Y mientras Rosalinda batallaba contra un monstruo en medio del infierno, a mí también, por fin, me dio un vuelco la vida. Era martes, hacía viento. Marcus Logan apareció en mi casa antes del mediodía.
Habíamos seguido consolidándonos como amigos: como buenos amigos, nada más. Ambos éramos conscientes de que el día más inesperado él tendría que irse, de que su presencia en mi mundo no era más que un tránsito provisional.

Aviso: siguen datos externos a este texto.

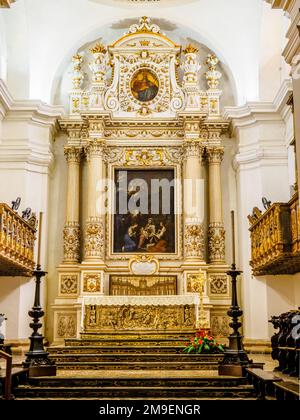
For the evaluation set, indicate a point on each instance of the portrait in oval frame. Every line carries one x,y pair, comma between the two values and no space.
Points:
144,85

A pesar de esforzarme por deshacerme de ellas, las cicatrices que me dejó Ramiro tenían aún forma de costurones; no estaba preparada para volver a sentir el desgarro de una ausencia. Nos atrajimos Marcus y yo, sí, mucho, y no faltaron ocasiones para que aquello se convirtiera en algo más. Hubo complicidad, roces y miradas, comentarios velados, estima y deseo. Hubo cercanía, hubo ternura. Pero yo me esforcé por amarrar mis sentimientos; me negué a avanzar más y él lo aceptó. Contenerme me costó un esfuerzo inmenso: dudas, incertidumbre, noches de desvelo. Pero antes que enfrentarme al dolor de su abandono, preferí quedarme con los recuerdos de los momentos memorables que juntos pasamos en aquellos días alborotados e intensos. Noches de risas y copas, de pipas de kif y partidas ruidosas de continental. Viajes a Tánger, salidas y charlas; instantes que nunca volvieron y en mi depósito de recuerdos atesoré como memorias del fin de una etapa y el inicio de nuevos caminos.
Con el timbrazo inesperado de Marcus en mi casa de Sidi Mandri, llegó aquella mañana el final de un tiempo y el principio de otro. Una puerta se cerraba y otra se iba abriendo. Y yo en medio, incapaz de retener lo que acababa, anhelando abrazar lo que venía.
– Tu madre está en camino. Anoche embarcó en Alicante rumbo a Orán en un mercante británico. Llegará a Gibraltar en tres días. Rosalinda se encargará de que pueda cruzar el Estrecho sin problemas, ya te dirá ella cómo va a hacerse el traslado.
Quise darle las gracias desde lo más profundo de mi ser, pero las siete letras de la palabra necesaria se cruzaron con un torrente de lágrimas en su camino de salida, y el llanto arrambló con ellas y se las llevó por delante. Por eso, tan sólo fui capaz de abrazarle con todas mis fuerzas y dejarle empapadas las solapas de la chaqueta.
– A mí también me ha llegado el momento de ponerme de nuevo en marcha -añadió unos segundos después.